Михаил Петрович смотрел на друга, не умея скрыть смятения. В глазах поселилась тупая боль и ещё что-то вроде трусливого презрения.
— Не вмешивай в серьёзные дела ребёнка! — громко выпалил он, но Иван Фёдорович сделал вид, что не заметил его возбуждения.
— Она уже давно не ребёнок и всё прекрасно понимает не хуже нас.
— Но я боюсь за неё, — сдерживая волнение, умоляюще промолвил Михаил Петрович.
За стеной тишина пришла в движение, дверь с шумом приоткрылась, в комнату быстро вошла Таня. Беленькая, лёгонькая, порывистая, она с мягким упрёком сказала отцу:
— Папа, я всё слышала. Я умоляю тебя, сделай, как просит Иван Фёдорович. Это так необходимо и… так хорошо!
Ерёмин, ругая себя за неосторожность, всё-таки обрадовался неожиданной помощнице и, не выдавая своих чувств, любовался Таней. Он не без изумления вдруг обнаружил, что она стала совсем взрослой.
По-другому реагировал на появление дочери Михаил Петрович. С бледным, судорожно исказившимся лицом, он по-стариковски затрясся всем телом и истерично, неестественно громко прокричал:
— Все, все хотят моей погибели! — И выбежал из комнаты.

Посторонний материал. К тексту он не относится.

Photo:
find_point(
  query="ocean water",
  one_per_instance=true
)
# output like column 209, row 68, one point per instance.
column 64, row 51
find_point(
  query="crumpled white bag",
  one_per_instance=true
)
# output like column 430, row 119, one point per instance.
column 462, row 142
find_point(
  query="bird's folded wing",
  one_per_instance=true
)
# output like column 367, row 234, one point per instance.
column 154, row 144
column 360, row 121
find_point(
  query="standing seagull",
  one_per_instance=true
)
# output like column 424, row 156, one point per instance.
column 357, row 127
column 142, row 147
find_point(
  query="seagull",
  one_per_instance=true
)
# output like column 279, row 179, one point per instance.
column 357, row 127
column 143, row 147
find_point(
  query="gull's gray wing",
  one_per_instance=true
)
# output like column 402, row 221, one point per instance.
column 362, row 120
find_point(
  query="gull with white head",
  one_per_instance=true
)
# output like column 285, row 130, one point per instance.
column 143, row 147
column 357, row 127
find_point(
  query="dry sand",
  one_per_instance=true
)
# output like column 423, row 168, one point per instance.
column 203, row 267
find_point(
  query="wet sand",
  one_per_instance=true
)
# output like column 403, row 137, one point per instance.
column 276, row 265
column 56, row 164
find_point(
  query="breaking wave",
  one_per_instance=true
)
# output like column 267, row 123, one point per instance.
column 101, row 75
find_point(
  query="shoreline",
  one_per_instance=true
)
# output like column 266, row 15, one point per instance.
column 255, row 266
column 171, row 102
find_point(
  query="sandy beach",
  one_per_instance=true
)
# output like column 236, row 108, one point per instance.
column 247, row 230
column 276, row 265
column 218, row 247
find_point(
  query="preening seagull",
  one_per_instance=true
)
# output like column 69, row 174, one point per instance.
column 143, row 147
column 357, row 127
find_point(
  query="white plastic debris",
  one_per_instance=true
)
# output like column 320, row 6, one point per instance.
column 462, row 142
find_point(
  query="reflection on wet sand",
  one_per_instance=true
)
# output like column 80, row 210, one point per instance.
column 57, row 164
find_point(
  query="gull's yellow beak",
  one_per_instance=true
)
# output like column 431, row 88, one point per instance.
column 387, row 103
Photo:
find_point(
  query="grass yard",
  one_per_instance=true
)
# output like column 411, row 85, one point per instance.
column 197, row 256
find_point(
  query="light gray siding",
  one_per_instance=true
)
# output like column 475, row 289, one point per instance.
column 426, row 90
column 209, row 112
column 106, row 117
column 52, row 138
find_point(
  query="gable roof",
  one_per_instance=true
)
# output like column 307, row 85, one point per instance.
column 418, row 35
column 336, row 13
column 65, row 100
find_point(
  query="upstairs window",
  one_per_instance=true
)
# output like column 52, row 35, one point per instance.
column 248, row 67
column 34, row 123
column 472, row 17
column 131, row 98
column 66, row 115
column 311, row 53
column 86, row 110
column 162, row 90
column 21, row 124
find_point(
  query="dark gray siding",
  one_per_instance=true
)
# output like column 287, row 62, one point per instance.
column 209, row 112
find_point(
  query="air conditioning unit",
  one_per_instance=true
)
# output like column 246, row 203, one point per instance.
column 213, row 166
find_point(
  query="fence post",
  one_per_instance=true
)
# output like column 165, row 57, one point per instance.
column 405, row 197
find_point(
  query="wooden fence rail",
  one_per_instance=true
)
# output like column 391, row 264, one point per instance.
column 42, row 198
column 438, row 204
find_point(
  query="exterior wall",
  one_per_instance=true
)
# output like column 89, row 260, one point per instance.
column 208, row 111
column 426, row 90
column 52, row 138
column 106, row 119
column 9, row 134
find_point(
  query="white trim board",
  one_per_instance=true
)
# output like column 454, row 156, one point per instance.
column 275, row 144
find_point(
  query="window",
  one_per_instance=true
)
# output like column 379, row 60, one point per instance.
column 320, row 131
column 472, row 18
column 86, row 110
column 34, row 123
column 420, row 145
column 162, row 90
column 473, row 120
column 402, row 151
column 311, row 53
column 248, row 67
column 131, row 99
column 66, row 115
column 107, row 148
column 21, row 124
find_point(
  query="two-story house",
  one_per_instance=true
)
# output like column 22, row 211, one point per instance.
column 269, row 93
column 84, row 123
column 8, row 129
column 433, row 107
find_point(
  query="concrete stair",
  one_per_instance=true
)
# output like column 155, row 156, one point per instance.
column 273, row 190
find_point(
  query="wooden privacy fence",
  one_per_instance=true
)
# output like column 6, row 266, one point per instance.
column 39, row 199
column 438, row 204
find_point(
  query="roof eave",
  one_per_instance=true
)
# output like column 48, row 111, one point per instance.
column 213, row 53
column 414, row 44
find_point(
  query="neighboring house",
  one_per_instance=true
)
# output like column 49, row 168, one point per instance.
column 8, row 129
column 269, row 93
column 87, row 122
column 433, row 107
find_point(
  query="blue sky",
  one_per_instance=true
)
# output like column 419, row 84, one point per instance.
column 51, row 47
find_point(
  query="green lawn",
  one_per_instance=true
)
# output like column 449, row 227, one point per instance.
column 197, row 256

Отец боготворил единственную дочь. Она росла общительной, доверчивой и в меру ласковой. Любили её все — взрослые и дети. Живая, любознательная, она была заводилой многих весёлых, шумных ребячьих дел и активным участником всех мало-мальски заметных событий в школе. Таня очень любила музыку, хорошо играла на фортепьяно и задушевно пела несильным, но приятным голосом. Жизнерадостная, счастливая, она не знала горя, серьёзных забот и горьких обид. Когда началась война, Таня, как и многие другие, думала, что это всего лишь временная неприятность — Красная Армия быстро разобьёт фашистов. «На что они надеются?» — удивлённо спрашивала она ребят и недоуменно поводила плечами. Но скоро на эти слабые плечи лёг непомерный груз — фашисты пришли в город. Таня никак не могла понять, что происходит вокруг. Её ум, воспитанный на уважении к людям, не мог осмыслить происходящего. На глазах Тани умирала жизнь, рушились устои, бывшие для неё святыми и вечными. Произвол, насилия, ежедневные расстрелы и виселицы напугали и опустошили её. Шли дни за днями, страшные, кровавые. Обременённая ужасом и сомнениями, Таня жила, как в кошмарном сне. А война всё дальше и дальше уходила на восток, и Тане казалось, что уже нет силы, способной остановить нашествие фашистов, нет другого выхода, как только смириться, ни о чём не думать, существовать в вечном унижении и страхе. А тут ещё отца назначили бургомистром. Долго плакала и упрекала его Таня, а он, жалкий, растерянный, не спорил, не оправдывался, и ей стало его жаль. Время тянулось медленно и тоскливо, и Таня с радостью поняла, что немцам до победы далеко, что война, которую они объявили почти законченной, только начинается. С восторгом читала она советские листовки, которые всё чаще и чаще стали появляться на улицах города. Безмолвное и терпеливое ожидание сменилось нетерпением и жаждой деятельности, желанием быть полезной. Предложение Ивана Фёдоровича как нельзя лучше отвечало настроению Тани — принять участие в смертельной борьбе с врагом было для неё сейчас наивысшим счастьем…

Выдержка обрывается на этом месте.